Emotional attachment and reciprocal caring are necessary nourishments for our lives. Those that maintain the fiction that only human animals can provide such for us are damaged beings in need of assistance.

Gary said...

This is a beautiful post. It spoke to my heart. I'm still grieving each day for our rabbit Fiona, who died a month ago at 10 years old. She was such a huge part of my wife's and my life, and - having discovered companion animals relatively late in life, by accident - the first animal I ever lost. Nothing could prepare me for the profound sense of emptiness and sadness.

As painful as this is, it is outweighed by the amazing beautiful moments we shared for 8 1/2 years. Fiona groomed me, I petted her, she tossed toys off the futon and basked in our praise, she jumped on my lap and we played games, mostly ones she invented. Each night she flopped, care-free and happy, between my wife and me as we lazily watched TV and read books, stopping frequently to pet Fiona or give her a nose rub.

Your comment about one loss leading to fear of another struck a chord. Not until Fiona passed did we start to worry about our 14-year old cat, Mike. He's healthy now, but all of a sudden, uncomfortable thoughts about the road ahead creep into our minds periodically.

Fiona's passing has forced us not to take anything for granted. I think we've always been good about showing our animals affection and accomodating their desires and needs, but now we are even more dedicated to producing happy purrs each day from Mike, as well as happy naps, playing, adventures, and companonship.

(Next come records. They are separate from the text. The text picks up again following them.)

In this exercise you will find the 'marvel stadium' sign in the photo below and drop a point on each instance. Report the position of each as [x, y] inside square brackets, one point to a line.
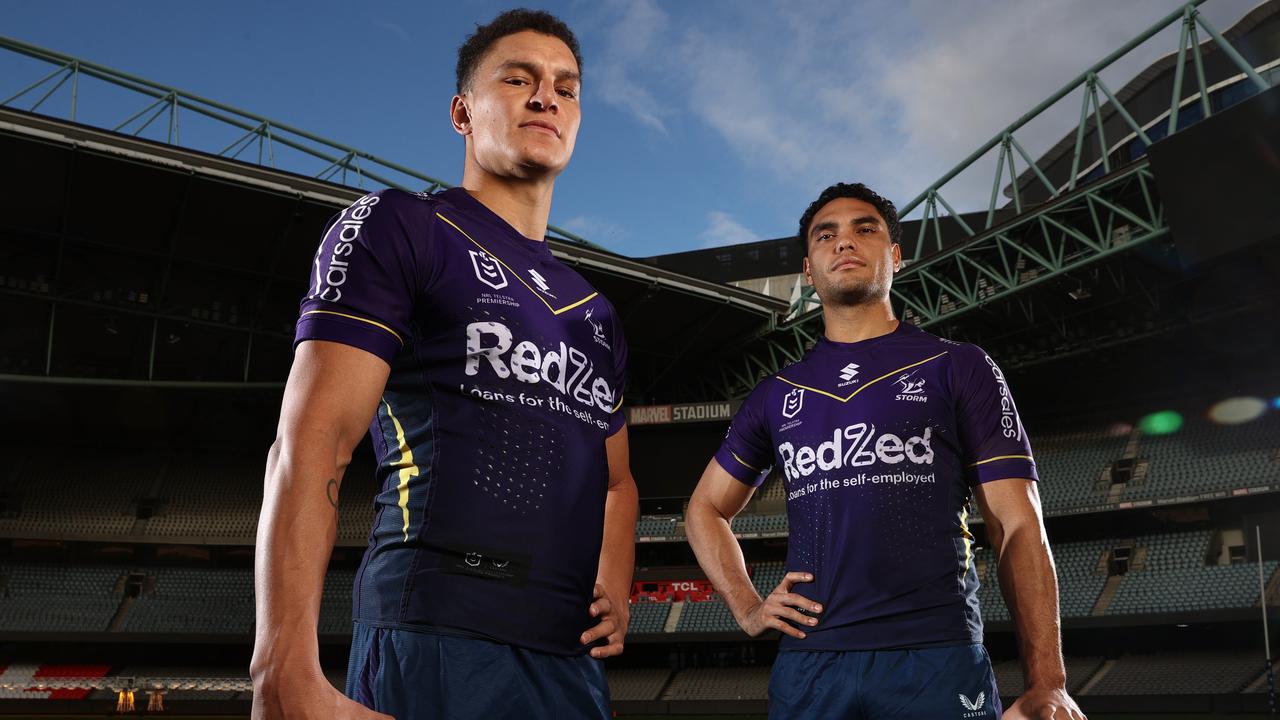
[684, 413]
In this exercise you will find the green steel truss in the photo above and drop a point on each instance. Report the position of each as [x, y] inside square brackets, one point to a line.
[245, 136]
[1070, 228]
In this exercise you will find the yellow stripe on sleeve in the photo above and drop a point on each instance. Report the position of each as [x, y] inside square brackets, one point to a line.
[407, 469]
[376, 324]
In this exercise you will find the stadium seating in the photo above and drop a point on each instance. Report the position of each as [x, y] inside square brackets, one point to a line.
[45, 598]
[648, 616]
[179, 673]
[1078, 580]
[659, 527]
[209, 497]
[636, 683]
[767, 575]
[720, 683]
[1009, 674]
[709, 616]
[1070, 466]
[1203, 456]
[195, 601]
[78, 495]
[1174, 578]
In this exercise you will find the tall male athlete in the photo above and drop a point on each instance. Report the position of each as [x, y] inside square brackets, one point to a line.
[501, 556]
[883, 432]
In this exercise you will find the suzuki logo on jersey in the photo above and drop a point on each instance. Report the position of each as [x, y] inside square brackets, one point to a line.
[913, 390]
[974, 705]
[792, 402]
[540, 282]
[854, 447]
[849, 373]
[488, 269]
[329, 283]
[567, 369]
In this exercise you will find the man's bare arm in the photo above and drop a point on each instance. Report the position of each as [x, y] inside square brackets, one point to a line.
[717, 499]
[617, 551]
[330, 396]
[1015, 529]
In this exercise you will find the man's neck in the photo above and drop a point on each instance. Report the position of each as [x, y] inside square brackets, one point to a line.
[854, 323]
[525, 204]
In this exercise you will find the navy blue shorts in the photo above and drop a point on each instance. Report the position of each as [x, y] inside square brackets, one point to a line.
[423, 675]
[955, 683]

Each day is precious.

I like what you said also about living with animals. Fiona enjoyed her life with us. We developed close bonds. She was part of our family and we loved her, and she displayed her affection every day. She let us into her magical world and it was a beautiful fulfilling relationship for all of us. We'll never, ever forget her and all she taught us. We love you, little Fiona.

M said...

Gary, I'm glad that you had the time you did with Fiona and am truly sorry for your loss. Like you, I find myself now treating each day as precious with my three older cats, Zeus, Sophie and Sammy. I feel guilty days I'm too busy to spend as much time with them as I'd like, guilty that I'm not bringing enough extra laps home for them to explore -- others with whom they can play and from whom they can get scritches. They're not kittens anymore and every day that passes leaves me more and more aware of this and of the reality that my time with them is limited. Each of them has been a part of my life for at least a dozen years now and I love them like family, because they are my family. The gratefulness I'll always feel for time spent with them will always outweigh any hurt that will surely come from their leaving, though. I'll never forget them, either.